The listed prerequisites for the course are calculus and linear algebra, though Dr. Miller generally does an excellent job of bringing up students without a huge machinery of mathematics background or sophistication up to speed to appreciate the material. Whatever you do, don’t let the technical nature of the description deter you from jumping into abstract mathematics with both feet.
Bibliography
The UCLA Bookstore currently doesn’t have a suggested textbook for the course listed. Dr. Miller doesn’t require a textbook, but will often suggest one in addition to the incredibly comprehensive notes he provides in his lectures for understanding the subject. For the curious and the less-experienced or budding mathematicians out there, his lecture notes are clearer and imminently more understandable than any book you’re likely to find on the subject.
For those curious in exploring the space, I’ve put together a short bibliography of some of the more common textbooks covering the undergraduate and graduate studies within the area. Dr. Miller is sure to choose one at the level of an advanced undergraduate (junior or senior level).
- Akhiezer, N. I., & Glazman, I. M. (1993). Theory of Linear Operators in Hilbert Space. Dover Publications.
- Alabiso, C., & Weiss, I. (2021). A Primer on Hilbert Space Theory: Linear Spaces, Topological Spaces, Metric Spaces, Normed Spaces, and Topological Groups. Springer.
- Debnath, L., & Mikusinski, P. (2005). Introduction to Hilbert Spaces with Applications. Academic Press.
- Fuhrmann, P. A. (2014). Linear Systems and Operators in Hilbert Space. Dover Publications.
- Halmos, P. R. (1982). A Hilbert Space Problem Book. Springer.
- Halmos, P. R. (2017). Introduction to Hilbert Space and the Theory of Spectral Multiplicity (2nd ed.).
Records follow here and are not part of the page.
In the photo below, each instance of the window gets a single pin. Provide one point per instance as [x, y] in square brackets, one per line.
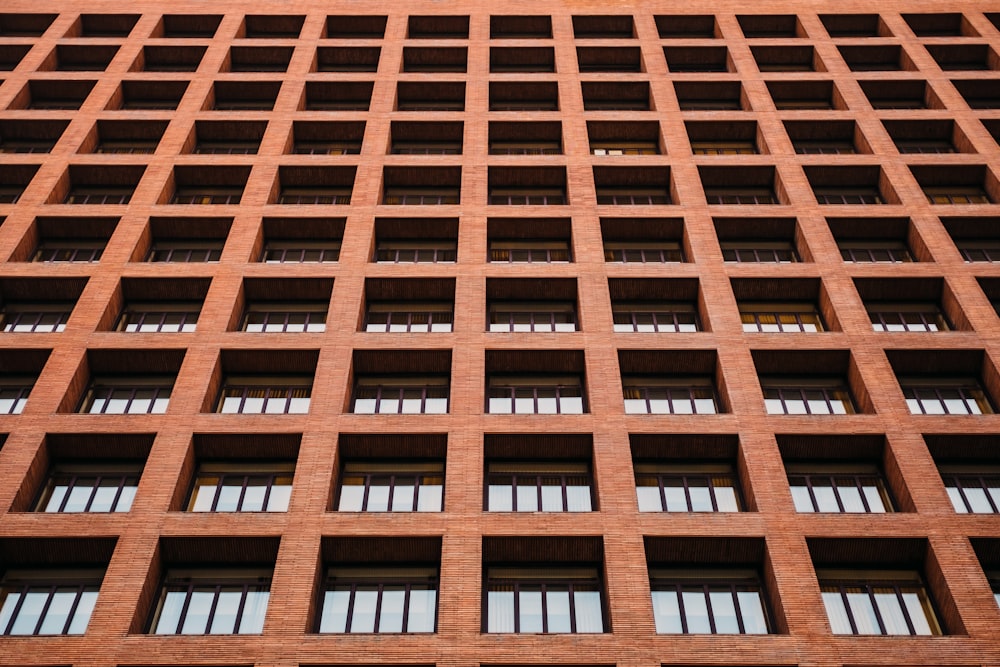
[956, 195]
[375, 486]
[655, 317]
[242, 487]
[34, 317]
[704, 487]
[529, 251]
[535, 395]
[212, 602]
[285, 317]
[642, 252]
[515, 486]
[841, 488]
[974, 490]
[294, 251]
[14, 394]
[379, 600]
[973, 250]
[764, 251]
[265, 395]
[907, 317]
[127, 396]
[771, 317]
[877, 602]
[400, 395]
[544, 599]
[409, 316]
[875, 251]
[83, 487]
[183, 250]
[676, 396]
[806, 396]
[405, 252]
[532, 316]
[718, 602]
[159, 317]
[39, 602]
[68, 250]
[945, 396]
[632, 196]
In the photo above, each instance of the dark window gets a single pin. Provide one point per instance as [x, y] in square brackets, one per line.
[973, 489]
[391, 487]
[645, 316]
[544, 599]
[945, 396]
[159, 317]
[708, 487]
[676, 396]
[515, 486]
[841, 488]
[774, 317]
[47, 603]
[400, 395]
[84, 487]
[718, 602]
[379, 600]
[21, 317]
[409, 316]
[242, 487]
[535, 395]
[877, 603]
[212, 602]
[820, 396]
[265, 395]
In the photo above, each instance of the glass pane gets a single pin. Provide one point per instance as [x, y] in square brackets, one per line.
[890, 610]
[530, 600]
[170, 612]
[254, 610]
[501, 498]
[724, 612]
[352, 494]
[431, 495]
[58, 612]
[557, 608]
[667, 612]
[862, 611]
[752, 610]
[226, 608]
[196, 620]
[365, 601]
[402, 495]
[391, 612]
[840, 623]
[30, 612]
[335, 607]
[423, 609]
[500, 611]
[696, 610]
[84, 608]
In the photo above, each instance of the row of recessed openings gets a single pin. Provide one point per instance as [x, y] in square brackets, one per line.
[642, 241]
[817, 382]
[662, 305]
[784, 58]
[825, 136]
[525, 186]
[406, 473]
[539, 26]
[692, 95]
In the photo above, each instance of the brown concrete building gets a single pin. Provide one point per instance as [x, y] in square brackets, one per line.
[499, 334]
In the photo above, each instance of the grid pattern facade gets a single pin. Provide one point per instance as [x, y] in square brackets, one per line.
[175, 177]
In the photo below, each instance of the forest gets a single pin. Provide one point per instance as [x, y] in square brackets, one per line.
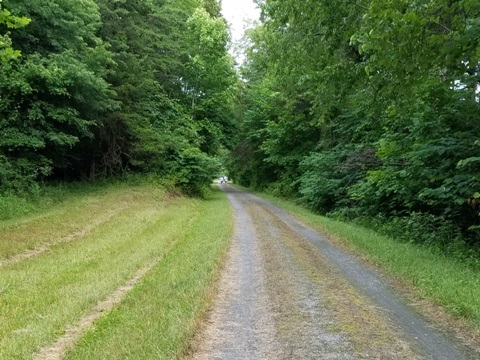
[366, 111]
[97, 88]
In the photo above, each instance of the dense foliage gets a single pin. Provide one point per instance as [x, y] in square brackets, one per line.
[368, 110]
[103, 86]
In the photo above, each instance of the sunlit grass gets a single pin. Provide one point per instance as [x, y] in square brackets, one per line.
[159, 317]
[41, 297]
[445, 280]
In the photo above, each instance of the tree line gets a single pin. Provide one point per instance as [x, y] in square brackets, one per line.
[367, 110]
[95, 88]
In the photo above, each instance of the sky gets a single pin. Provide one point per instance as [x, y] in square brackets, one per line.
[239, 13]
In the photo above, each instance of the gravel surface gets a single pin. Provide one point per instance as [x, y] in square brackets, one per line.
[287, 293]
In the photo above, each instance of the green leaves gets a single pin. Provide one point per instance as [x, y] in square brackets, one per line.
[12, 22]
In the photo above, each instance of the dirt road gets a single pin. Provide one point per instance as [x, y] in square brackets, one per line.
[287, 293]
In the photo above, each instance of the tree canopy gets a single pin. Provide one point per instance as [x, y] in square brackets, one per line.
[367, 110]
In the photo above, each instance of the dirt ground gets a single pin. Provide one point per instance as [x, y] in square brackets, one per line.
[288, 293]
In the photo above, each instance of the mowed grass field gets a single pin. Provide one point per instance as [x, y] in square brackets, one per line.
[121, 272]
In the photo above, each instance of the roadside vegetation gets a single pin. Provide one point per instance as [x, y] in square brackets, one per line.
[78, 252]
[368, 112]
[449, 281]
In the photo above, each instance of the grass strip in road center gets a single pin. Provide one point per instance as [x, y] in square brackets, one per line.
[433, 275]
[158, 317]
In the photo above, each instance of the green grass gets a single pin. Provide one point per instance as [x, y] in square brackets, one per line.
[42, 296]
[159, 317]
[445, 280]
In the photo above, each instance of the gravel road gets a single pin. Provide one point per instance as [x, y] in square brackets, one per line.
[287, 293]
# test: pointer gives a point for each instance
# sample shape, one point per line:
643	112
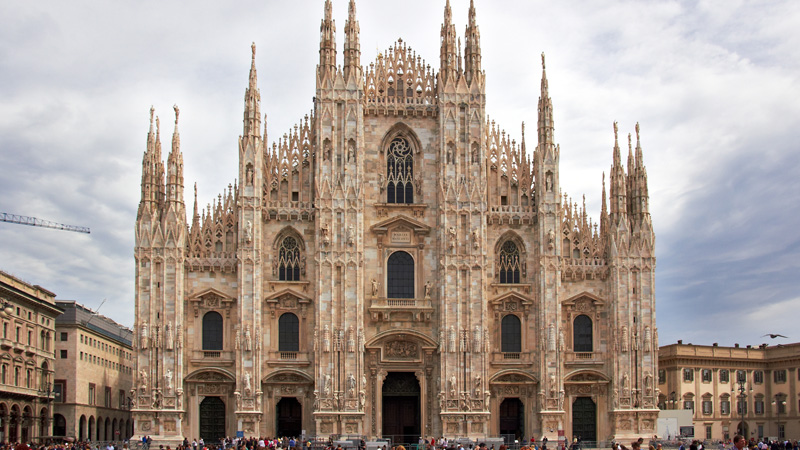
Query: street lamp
6	308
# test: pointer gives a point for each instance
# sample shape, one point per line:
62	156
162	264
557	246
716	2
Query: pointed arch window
509	263
399	172
400	277
289	260
511	334
212	331
288	333
582	334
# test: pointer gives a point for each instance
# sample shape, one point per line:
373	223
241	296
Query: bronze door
212	420
290	417
401	408
584	419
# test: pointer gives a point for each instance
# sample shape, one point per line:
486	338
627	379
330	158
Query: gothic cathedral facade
396	265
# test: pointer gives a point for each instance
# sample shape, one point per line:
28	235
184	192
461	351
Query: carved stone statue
248	341
248	387
326	340
551	338
144	338
169	341
624	340
143	380
168	380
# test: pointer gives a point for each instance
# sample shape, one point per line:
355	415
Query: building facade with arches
28	313
396	265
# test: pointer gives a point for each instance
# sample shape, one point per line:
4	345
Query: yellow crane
34	222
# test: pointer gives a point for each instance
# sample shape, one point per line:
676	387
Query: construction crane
34	222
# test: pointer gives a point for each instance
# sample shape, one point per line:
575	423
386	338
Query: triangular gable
398	221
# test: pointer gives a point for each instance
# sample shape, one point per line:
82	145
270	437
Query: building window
289	260
582	334
725	406
212	331
400	279
741	407
509	263
59	391
288	333
510	334
399	172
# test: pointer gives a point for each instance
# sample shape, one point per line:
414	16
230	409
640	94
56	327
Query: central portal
401	408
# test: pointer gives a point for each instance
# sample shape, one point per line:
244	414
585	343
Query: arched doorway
212	419
401	407
584	419
742	429
289	414
512	419
60	425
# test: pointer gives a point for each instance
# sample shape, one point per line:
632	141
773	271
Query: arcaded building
397	265
753	391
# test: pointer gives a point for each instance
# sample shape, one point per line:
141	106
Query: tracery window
511	334
212	331
400	278
582	334
399	172
288	333
509	263
289	260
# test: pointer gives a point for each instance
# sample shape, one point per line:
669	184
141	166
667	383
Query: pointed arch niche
582	335
400	172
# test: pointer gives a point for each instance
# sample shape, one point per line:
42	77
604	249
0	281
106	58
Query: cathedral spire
618	196
472	50
352	43
448	58
327	43
175	166
545	110
252	100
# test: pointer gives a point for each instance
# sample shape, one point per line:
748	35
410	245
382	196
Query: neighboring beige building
94	373
28	315
705	378
396	265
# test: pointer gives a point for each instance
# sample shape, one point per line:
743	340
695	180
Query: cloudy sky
714	85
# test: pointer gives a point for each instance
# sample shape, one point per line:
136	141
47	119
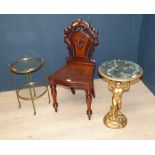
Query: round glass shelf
26	65
120	70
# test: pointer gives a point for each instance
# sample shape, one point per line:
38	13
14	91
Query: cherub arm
127	86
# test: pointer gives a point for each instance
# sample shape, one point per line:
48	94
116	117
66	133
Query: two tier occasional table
27	66
119	73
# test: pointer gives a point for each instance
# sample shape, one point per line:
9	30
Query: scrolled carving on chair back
81	40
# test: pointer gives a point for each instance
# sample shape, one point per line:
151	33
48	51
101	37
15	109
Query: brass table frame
30	83
114	118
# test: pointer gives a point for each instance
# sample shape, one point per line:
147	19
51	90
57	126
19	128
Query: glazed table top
26	65
120	70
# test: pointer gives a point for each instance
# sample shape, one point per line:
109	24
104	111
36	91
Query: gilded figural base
114	118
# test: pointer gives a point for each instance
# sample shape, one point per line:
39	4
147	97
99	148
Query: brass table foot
116	121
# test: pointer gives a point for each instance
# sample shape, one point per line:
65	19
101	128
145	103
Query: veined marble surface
120	70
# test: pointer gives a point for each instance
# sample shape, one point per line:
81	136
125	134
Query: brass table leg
114	118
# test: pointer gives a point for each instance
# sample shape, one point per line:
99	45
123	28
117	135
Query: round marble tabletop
120	70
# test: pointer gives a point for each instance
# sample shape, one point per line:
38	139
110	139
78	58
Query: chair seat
77	75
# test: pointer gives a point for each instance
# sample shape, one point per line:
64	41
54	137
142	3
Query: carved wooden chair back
81	40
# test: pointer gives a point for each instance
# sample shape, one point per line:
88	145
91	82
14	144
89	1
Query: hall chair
81	40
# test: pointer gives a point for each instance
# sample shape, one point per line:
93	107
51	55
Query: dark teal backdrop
42	36
146	53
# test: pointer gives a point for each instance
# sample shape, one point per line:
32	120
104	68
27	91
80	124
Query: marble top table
119	73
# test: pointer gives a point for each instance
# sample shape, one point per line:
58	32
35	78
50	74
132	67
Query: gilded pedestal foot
116	121
114	118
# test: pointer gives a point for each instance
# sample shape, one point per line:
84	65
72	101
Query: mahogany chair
78	72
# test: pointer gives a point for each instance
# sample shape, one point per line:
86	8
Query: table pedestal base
116	121
114	118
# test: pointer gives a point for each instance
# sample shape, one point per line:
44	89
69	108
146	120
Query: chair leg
73	90
54	95
93	91
89	100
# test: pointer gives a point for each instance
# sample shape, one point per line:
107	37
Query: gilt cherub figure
117	89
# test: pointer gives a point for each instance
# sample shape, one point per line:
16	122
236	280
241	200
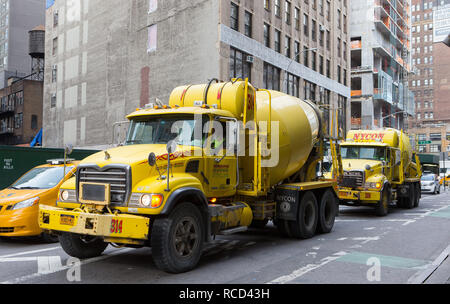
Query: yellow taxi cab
446	179
19	204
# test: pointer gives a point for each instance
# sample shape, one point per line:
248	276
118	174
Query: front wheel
383	205
307	219
82	247
177	240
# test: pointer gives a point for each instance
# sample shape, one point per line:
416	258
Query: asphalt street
407	246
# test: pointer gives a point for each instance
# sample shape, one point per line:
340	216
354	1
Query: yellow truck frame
180	214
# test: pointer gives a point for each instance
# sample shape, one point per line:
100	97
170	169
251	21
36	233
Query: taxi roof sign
59	161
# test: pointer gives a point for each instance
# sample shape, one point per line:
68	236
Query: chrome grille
117	178
353	179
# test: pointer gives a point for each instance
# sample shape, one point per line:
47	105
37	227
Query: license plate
68	220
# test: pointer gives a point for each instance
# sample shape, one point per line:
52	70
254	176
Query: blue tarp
37	141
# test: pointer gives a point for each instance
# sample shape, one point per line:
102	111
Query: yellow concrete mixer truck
216	160
380	167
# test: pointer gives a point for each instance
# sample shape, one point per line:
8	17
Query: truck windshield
162	129
41	178
428	178
369	153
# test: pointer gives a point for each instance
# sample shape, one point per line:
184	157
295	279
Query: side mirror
68	149
152	159
171	147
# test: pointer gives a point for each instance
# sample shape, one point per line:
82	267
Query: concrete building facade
17	17
106	58
381	64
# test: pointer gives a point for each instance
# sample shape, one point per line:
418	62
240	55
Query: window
287	13
248	24
297	18
287	46
34	122
152	6
55	46
314	30
297	51
234	17
314	61
267	35
271	77
305	56
53	101
54	73
305	25
292	85
277	41
239	66
152	38
277	8
55	18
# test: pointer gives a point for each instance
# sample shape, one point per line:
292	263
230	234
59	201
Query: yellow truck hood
135	154
358	164
9	196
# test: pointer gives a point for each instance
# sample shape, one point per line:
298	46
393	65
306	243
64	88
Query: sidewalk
441	275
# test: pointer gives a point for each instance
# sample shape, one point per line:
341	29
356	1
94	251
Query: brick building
20	111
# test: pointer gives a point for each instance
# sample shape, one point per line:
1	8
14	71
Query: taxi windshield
41	178
164	128
369	153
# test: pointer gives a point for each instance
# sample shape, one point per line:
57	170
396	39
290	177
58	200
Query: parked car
430	183
19	204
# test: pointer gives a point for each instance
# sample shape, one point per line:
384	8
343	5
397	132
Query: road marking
386	261
308	268
29	252
46	264
422	276
52	263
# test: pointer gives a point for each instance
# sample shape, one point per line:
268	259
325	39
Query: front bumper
120	228
19	223
359	196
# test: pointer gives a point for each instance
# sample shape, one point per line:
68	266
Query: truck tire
382	208
48	238
177	240
81	247
258	224
307	219
410	201
327	212
417	196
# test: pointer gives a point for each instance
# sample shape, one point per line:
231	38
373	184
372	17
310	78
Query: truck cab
379	167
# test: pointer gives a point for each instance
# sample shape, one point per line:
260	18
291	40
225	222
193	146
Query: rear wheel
177	240
82	247
418	191
307	219
383	205
48	238
327	212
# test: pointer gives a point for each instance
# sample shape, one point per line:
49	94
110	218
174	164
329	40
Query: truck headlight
67	195
25	204
151	200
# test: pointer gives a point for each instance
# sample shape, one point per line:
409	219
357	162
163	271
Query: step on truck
379	167
218	159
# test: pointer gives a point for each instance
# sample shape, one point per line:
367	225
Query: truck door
220	160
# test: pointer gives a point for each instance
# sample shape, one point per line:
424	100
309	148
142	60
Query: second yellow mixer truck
174	184
380	167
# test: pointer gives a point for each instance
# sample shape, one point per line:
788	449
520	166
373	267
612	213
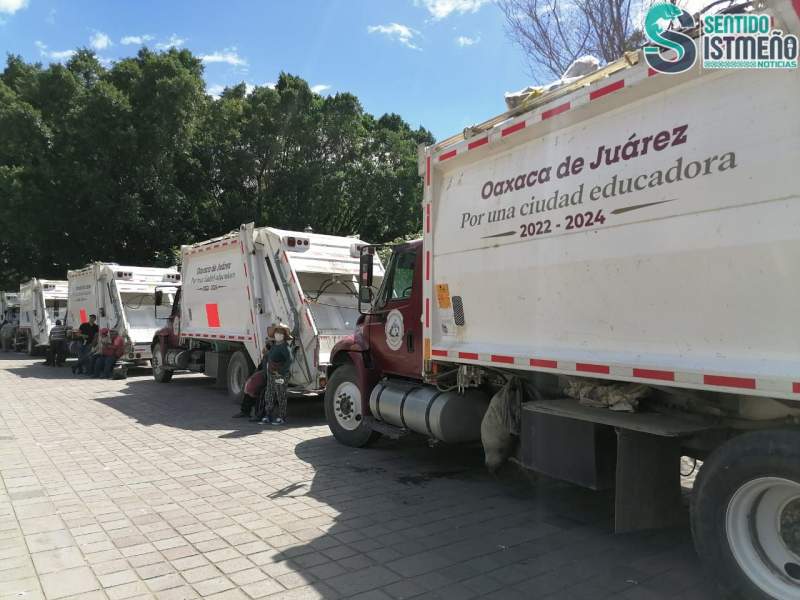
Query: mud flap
648	482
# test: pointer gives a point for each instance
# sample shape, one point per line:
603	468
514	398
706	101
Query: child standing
279	362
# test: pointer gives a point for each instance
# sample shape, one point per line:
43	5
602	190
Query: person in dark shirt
57	351
279	363
274	365
88	332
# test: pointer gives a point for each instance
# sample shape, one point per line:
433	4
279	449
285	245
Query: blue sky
444	64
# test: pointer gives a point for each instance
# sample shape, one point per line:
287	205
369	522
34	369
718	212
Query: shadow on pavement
431	523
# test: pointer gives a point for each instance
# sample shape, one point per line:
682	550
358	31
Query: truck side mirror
365	295
365	269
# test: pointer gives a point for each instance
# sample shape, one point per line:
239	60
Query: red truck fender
348	350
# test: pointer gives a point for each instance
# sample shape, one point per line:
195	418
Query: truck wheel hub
763	529
347	405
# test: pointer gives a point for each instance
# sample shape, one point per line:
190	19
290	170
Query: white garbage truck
608	281
9	306
236	286
122	299
41	303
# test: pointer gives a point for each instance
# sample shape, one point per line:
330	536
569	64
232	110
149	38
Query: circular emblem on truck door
394	329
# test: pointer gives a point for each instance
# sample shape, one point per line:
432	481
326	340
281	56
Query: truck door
394	331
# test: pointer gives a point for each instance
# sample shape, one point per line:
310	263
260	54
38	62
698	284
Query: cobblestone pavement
132	489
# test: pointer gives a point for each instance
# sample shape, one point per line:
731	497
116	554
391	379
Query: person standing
88	331
111	352
7	334
253	388
57	351
279	363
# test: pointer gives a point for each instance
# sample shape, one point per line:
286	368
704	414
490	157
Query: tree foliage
553	33
127	163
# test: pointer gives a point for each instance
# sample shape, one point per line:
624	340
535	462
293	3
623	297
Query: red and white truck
236	286
629	228
41	303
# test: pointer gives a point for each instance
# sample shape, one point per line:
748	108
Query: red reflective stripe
607	89
503	359
427	312
540	362
512	129
427	265
212	315
654	374
725	381
590	368
427	170
428	217
478	143
555	111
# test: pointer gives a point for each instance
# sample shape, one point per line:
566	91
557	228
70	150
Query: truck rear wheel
343	409
746	515
160	373
239	369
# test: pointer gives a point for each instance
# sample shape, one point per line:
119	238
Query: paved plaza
133	489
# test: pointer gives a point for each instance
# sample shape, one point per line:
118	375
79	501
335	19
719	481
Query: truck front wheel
343	409
160	373
746	515
239	369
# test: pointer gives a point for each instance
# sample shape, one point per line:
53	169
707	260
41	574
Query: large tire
160	373
746	515
239	369
344	409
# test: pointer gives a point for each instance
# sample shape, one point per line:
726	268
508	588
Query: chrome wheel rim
155	362
347	405
763	532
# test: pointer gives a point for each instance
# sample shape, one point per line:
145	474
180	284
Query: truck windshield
399	280
139	309
56	309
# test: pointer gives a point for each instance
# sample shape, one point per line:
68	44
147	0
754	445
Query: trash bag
623	397
501	424
580	67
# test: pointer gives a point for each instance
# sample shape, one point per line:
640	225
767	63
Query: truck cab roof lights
355	250
296	244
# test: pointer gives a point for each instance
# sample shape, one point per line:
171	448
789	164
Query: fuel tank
450	417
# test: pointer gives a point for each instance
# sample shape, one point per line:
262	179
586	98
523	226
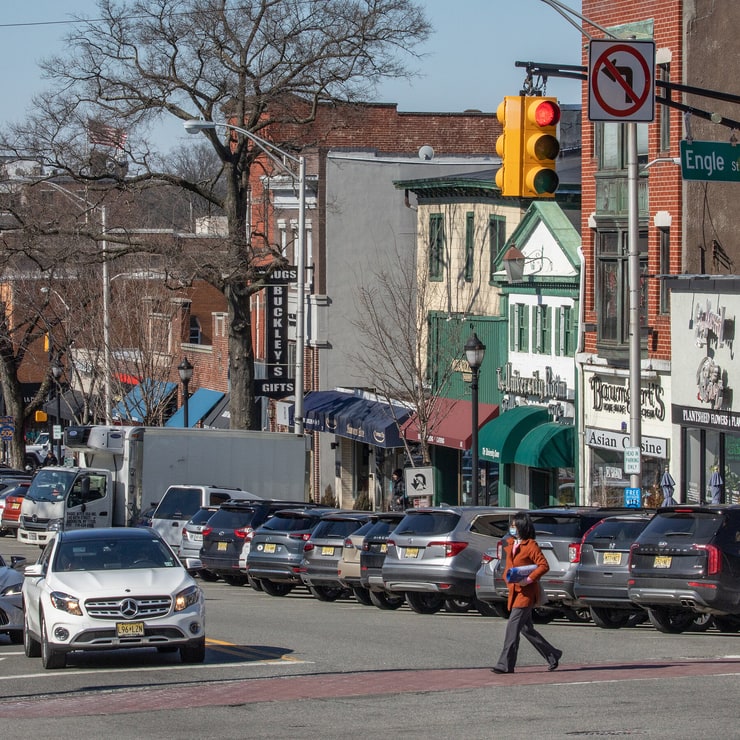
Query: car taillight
714	559
574	552
451	548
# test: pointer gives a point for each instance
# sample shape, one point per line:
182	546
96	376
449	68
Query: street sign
718	161
632	497
621	78
631	460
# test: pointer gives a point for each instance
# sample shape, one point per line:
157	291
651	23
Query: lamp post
195	126
56	371
475	351
186	374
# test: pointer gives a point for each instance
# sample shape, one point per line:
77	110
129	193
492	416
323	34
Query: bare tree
267	65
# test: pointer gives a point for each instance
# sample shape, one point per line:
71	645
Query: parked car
374	548
110	589
323	551
273	559
229	528
559	534
348	568
192	541
434	553
687	561
602	570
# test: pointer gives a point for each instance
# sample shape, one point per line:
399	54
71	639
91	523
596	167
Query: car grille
147	607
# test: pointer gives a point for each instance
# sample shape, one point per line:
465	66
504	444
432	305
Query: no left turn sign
621	81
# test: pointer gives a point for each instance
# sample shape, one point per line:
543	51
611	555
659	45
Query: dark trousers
520	623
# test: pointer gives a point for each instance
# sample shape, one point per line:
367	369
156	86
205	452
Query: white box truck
121	470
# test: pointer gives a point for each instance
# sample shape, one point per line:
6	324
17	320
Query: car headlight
66	603
187	598
12	590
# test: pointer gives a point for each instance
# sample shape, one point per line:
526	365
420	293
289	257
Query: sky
469	62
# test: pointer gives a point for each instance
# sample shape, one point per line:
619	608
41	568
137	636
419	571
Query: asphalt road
295	667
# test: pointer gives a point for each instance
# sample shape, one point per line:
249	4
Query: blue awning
199	405
147	396
346	415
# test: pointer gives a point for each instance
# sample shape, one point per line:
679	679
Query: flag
105	135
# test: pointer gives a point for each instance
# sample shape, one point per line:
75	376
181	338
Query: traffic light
528	146
540	147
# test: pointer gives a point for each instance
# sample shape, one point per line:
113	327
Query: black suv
687	561
228	529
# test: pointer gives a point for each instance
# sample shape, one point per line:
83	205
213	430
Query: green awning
548	445
498	440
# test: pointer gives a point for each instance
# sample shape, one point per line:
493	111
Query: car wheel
31	647
193	653
273	588
362	595
50	658
609	619
670	621
425	603
458	606
326	593
386	601
727	623
235	580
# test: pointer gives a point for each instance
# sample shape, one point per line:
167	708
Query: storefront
704	411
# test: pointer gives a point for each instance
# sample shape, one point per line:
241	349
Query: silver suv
434	553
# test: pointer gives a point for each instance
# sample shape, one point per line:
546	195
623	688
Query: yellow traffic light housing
540	147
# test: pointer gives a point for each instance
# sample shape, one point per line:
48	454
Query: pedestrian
523	552
399	502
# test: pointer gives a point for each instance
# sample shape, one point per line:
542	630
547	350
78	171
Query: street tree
264	65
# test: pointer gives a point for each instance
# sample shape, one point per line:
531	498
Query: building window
612	286
519	327
497	239
436	246
541	331
469	246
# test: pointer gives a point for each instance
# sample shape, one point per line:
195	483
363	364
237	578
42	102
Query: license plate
130	629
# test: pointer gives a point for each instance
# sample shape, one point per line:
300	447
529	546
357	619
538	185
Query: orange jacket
523	595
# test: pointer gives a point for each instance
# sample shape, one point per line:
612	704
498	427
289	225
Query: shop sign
615	398
549	387
605	439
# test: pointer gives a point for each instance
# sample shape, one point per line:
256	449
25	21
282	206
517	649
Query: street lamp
195	126
56	371
186	373
475	351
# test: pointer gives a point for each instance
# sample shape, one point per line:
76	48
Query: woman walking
523	554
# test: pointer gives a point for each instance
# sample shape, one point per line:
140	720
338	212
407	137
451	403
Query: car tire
274	588
193	653
326	593
424	603
362	595
609	619
671	621
51	659
31	647
386	601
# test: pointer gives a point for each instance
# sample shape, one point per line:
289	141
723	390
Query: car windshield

Dover Publications.
- Kolmogorov, A. N., & Fomin, S. V. (1961). Elements of the Theory of Functions and Functional Analysis, Volume 2, Measure. The Lebesgue Integral, Hilbert Space. Greylock Press.
- Muscat, J. (2024). Functional Analysis: An Introduction to Metric Spaces, Hilbert Spaces, and Banach Algebras. Springer.
- Nagy, B. S., Foias, C., Bercovici, H., & Kérchy, L. (2010). Harmonic Analysis of Operators on Hilbert Space. Springer.
- Stein, E. M., & Shakarchi, R. (2005). Real Analysis: Measure Theory, Integration and Hilbert Spaces. Princeton University Press.
- Sunder, V. S. (2016). Operators on Hilbert Space. Hindustan Book Agency.
- Szekeres, P. (2006). A Course in Modern Mathematical Physics: Groups, Hilbert Space and Differential Geometry. Cambridge University Press.
- Weidemann, J., & Szücs, J. (1980). Linear Operators in Hilbert Spaces. Springer. (Original work published 1976)
- Young, N. (1997). An Introduction to Hilbert Space. Cambridge University Press.